Uma coisa é a denúncia. Outra é a apuração. Precisamos ter cuidado para não se contaminar conceitos nessa emoção. Temos que ir com calma. Mas acho que, no momento em que ele (Bolsonaro) colocou doutor Sérgio Moro (no Ministério da Justiça e Segurança Pública), montou uma equipe sem negociar (com partidos), já mostrou que estava querendo fazer uma coisa realmente diferente.

Qual sua opinião sobre o projeto de lei que livra os prefeitos de qualquer punição quando a arrecadação cair mais de 10%?

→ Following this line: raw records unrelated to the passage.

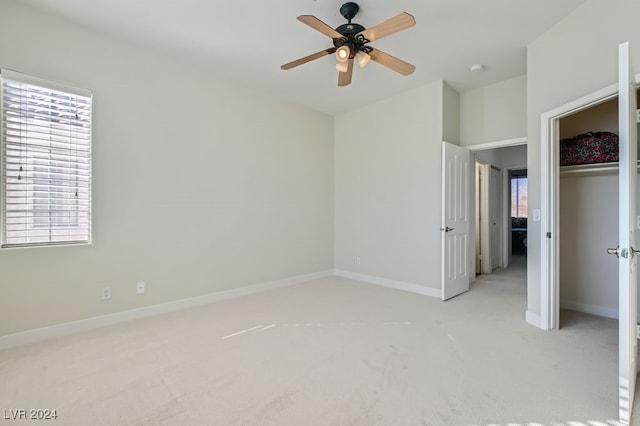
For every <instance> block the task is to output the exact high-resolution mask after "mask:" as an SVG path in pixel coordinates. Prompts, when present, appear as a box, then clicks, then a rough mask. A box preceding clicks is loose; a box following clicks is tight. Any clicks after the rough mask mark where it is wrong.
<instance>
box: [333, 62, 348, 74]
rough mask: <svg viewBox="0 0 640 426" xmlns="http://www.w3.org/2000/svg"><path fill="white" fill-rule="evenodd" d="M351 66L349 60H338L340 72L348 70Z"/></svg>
mask: <svg viewBox="0 0 640 426" xmlns="http://www.w3.org/2000/svg"><path fill="white" fill-rule="evenodd" d="M348 68H349V64H348V63H347V62H338V63H337V64H336V69H337V70H338V71H340V72H347V70H348Z"/></svg>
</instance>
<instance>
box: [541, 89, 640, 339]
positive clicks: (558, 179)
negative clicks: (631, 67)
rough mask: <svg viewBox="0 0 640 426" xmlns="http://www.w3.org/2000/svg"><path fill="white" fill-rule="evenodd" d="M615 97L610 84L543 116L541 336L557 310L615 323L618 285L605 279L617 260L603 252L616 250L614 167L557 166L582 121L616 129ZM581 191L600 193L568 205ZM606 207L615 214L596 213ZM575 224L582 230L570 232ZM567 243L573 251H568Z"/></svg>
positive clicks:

Não somos legisladores. Aqui (no TCU), somos pagos para cumprir as exigências da lei. Não podemos dizer se a lei é boa ou ruim. Nosso trabalho é fiscalizar que se cumpra a lei. Desde que a lei seja pela responsabilidade fiscal. Então, você pode me perguntar o que achei de mexerem na Lei de Responsabilidade Fiscal? A minha resposta está na pergunta. Mexeram na lei. Os funcionários do Tribunal de Contas, dos órgãos que representam o Tribunal de Contas, fizeram cartas de protesto. Fizeram cartas para o presidente da República, pedindo para que essa lei não seja sancionada. Agora, isso é uma posição do cidadão. Como presidente do Tribunal não posso dizer se a lei é boa ou ruim. Tenho que fazer cumprir a lei. Eu não mexeria. Mas não conheço as razões. Não conheço o processo. O Congresso tem sua responsabilidade. Se fizeram isso, fizeram por algum motivo.